Alexander is indeed relishing the competitive nature of this new-era World Cup, which began yesterday at the M&S Bank Arena in Liverpool.
“I know some of the group matches are going to be tough as well,” says Alexander, whose trademark blunt black bob has been replaced by a softer cut and lighter tones. “I don’t fear it; I actually look forward to it and I think it actually drives us to a higher level and more accountability about our performance each game.”
Alexander’s career as a teacher has been integral to her coaching style.
“I’ve always taught the person and not the student, and that’s been my coaching philosophy as well – it’s person first and athlete second,” she says. “I think that’s probably where I’ve gained a little bit extra – where my coaching’s helped my teaching and my teaching’s helped my coaching.”

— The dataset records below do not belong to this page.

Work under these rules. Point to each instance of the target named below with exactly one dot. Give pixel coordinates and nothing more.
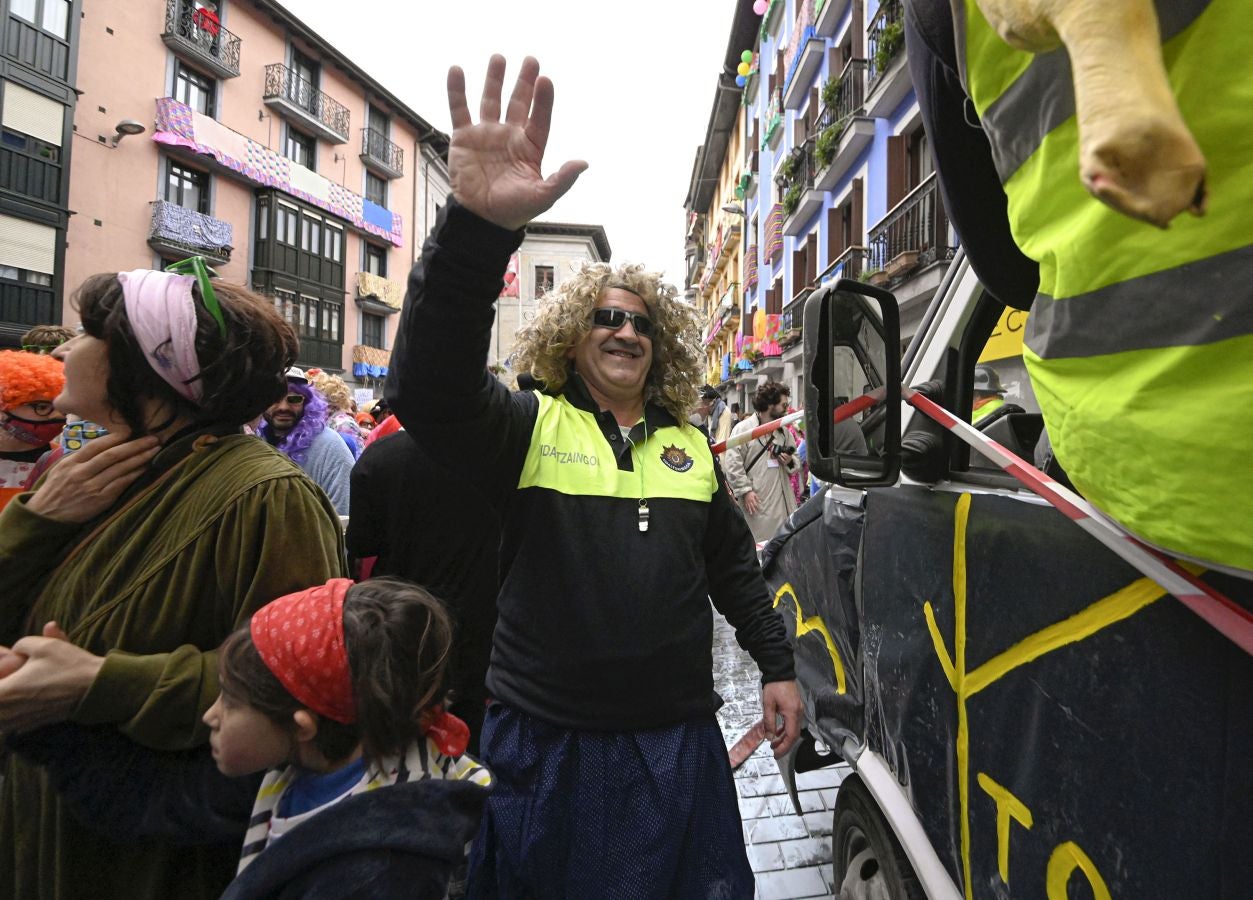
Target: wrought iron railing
(188, 230)
(376, 146)
(915, 232)
(850, 100)
(202, 33)
(885, 39)
(773, 117)
(281, 82)
(796, 176)
(848, 265)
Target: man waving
(618, 529)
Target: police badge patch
(677, 459)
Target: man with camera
(759, 471)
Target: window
(286, 225)
(302, 85)
(376, 189)
(14, 273)
(187, 188)
(333, 250)
(193, 89)
(50, 15)
(298, 148)
(288, 307)
(543, 280)
(311, 235)
(372, 330)
(30, 146)
(919, 154)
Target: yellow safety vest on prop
(1140, 341)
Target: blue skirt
(633, 815)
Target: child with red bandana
(335, 691)
(29, 423)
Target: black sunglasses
(613, 319)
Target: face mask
(31, 431)
(77, 434)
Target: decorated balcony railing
(370, 361)
(196, 34)
(773, 119)
(885, 41)
(177, 231)
(296, 98)
(381, 154)
(183, 130)
(914, 233)
(386, 291)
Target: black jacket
(599, 628)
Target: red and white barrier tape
(1228, 617)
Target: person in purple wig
(297, 428)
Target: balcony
(724, 316)
(379, 295)
(912, 235)
(806, 65)
(298, 100)
(381, 154)
(177, 231)
(828, 16)
(773, 119)
(889, 77)
(801, 199)
(843, 128)
(847, 265)
(196, 36)
(370, 362)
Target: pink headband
(300, 637)
(162, 313)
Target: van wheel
(868, 860)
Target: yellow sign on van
(1006, 337)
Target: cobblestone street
(790, 854)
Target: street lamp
(124, 128)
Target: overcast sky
(634, 85)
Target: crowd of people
(197, 698)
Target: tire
(868, 860)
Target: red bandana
(300, 637)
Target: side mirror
(852, 335)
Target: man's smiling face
(615, 364)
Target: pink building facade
(267, 152)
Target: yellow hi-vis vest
(1140, 341)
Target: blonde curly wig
(337, 395)
(564, 319)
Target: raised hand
(495, 166)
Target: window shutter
(28, 245)
(857, 28)
(34, 114)
(858, 225)
(897, 159)
(835, 235)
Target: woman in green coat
(147, 548)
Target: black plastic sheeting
(1120, 753)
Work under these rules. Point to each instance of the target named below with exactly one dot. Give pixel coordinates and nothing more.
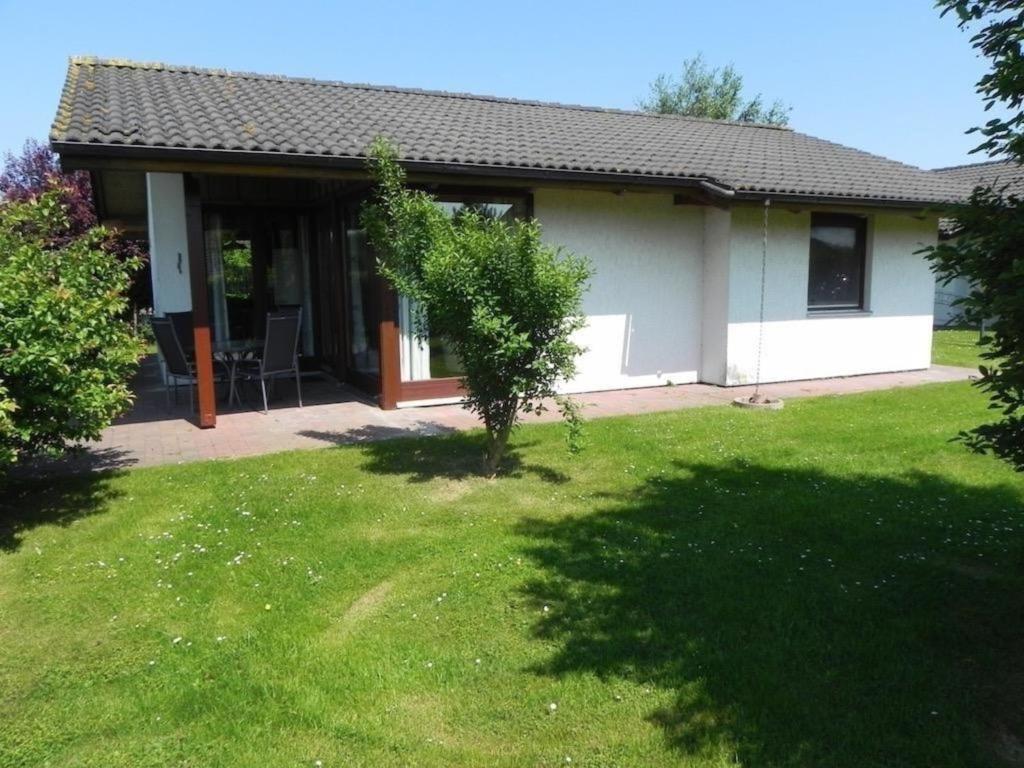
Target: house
(1006, 175)
(250, 185)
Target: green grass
(833, 585)
(956, 347)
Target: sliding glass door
(258, 260)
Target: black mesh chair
(281, 352)
(183, 328)
(175, 360)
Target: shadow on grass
(445, 454)
(27, 502)
(798, 617)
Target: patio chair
(281, 353)
(175, 361)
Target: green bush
(67, 350)
(507, 303)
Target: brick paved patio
(153, 434)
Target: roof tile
(123, 102)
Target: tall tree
(987, 250)
(711, 92)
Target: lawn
(832, 585)
(956, 347)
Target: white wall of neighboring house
(168, 243)
(644, 305)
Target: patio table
(229, 352)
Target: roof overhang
(94, 156)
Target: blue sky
(886, 76)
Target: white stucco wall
(168, 243)
(644, 303)
(893, 334)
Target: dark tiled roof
(207, 113)
(1005, 175)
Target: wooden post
(389, 353)
(200, 301)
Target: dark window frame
(859, 224)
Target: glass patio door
(258, 260)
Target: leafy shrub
(507, 303)
(67, 351)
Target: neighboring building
(254, 182)
(1004, 175)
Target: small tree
(987, 249)
(716, 93)
(67, 350)
(506, 302)
(37, 171)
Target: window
(838, 262)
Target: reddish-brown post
(201, 309)
(390, 363)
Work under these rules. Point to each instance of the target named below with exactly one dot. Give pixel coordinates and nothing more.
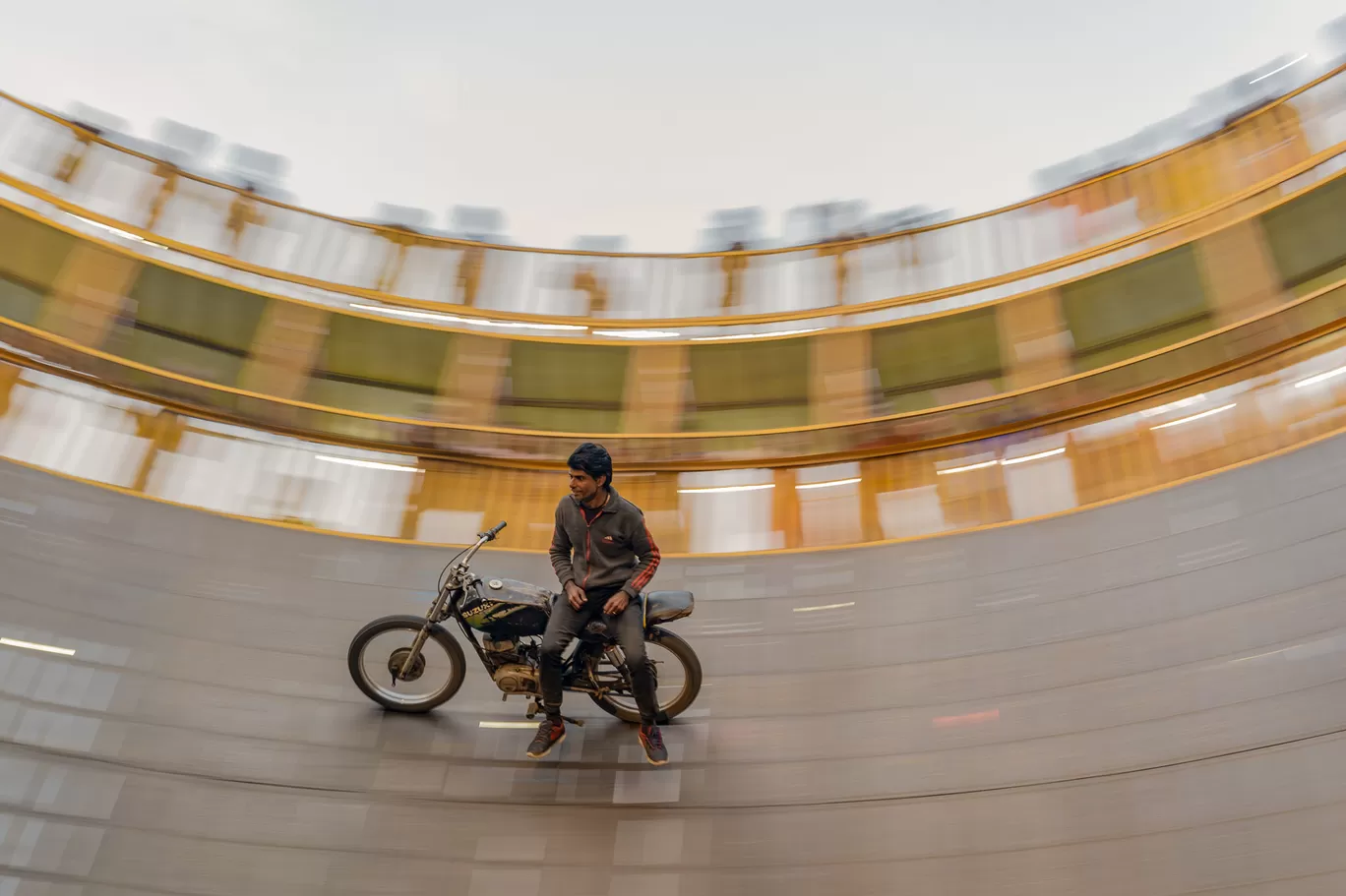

Her experience of missing top teams has also influenced how she delivers bad news to today’s players. “I try to do it in a way that is as respectful and empathetic as possible,” Alexander says. “In my day it was pretty brutal.”
Thankfully times have changed. “We now have a wellbeing manager as well so there’s a lot of follow-up and after-caring for those athletes who do miss out.”
At the front end of the court for this World Cup she’ll have the wise heads of shooters Caitlin Bassett (the Diamonds captain) and Caitlin Thwaites, who have been with Alexander since she was coaching the Australian under 21s. Midcourter Liz Watson is the other member of her player leadership group. Guarding the opposition’s goal are the least experienced Diamonds. “Our defence end has been quite young for the past two years but we’re really excited by that, too,” says Alexander. “We think they haven’t reached their potential yet.”
So where does she think sporting contests are won and lost?
“Games are won above the shoulders – I’ve always thought that,” Alexander says.
Her perfect player would be athletically gifted, with great skills and netball smarts as well. “But the most important part is that they have that never-say-die attitude and a real competitive drive.”
And how would Alexander like to be remembered once her Diamonds coaching days are over? “I’d like people to say that I’ve driven netball to be taken seriously as a high-performance sport in Australia. That would be No. 1. No. 2, I’d like to be remembered as a person who has tried to look holistically at the development of athletes at the highest level. So it’s not just about them being athletes, it’s about them being people and looking after their wellbeing as well as their sporting careers.”
As always, Alexander feels she has a role to play as an educator.
“I try not to be a scary coach,” she says. “I try to be an inspiring coach and for the athletes to know I’m on their side and with them. I think [the Diamonds players] see me as a mentor to them, an encourager, teacher, guide.”
Come July 21, Alexander will be hoping to be on the sidelines, in what she calls her “sanctuary”, inspiring her team to bring home Australia’s 12th Netball World Cup.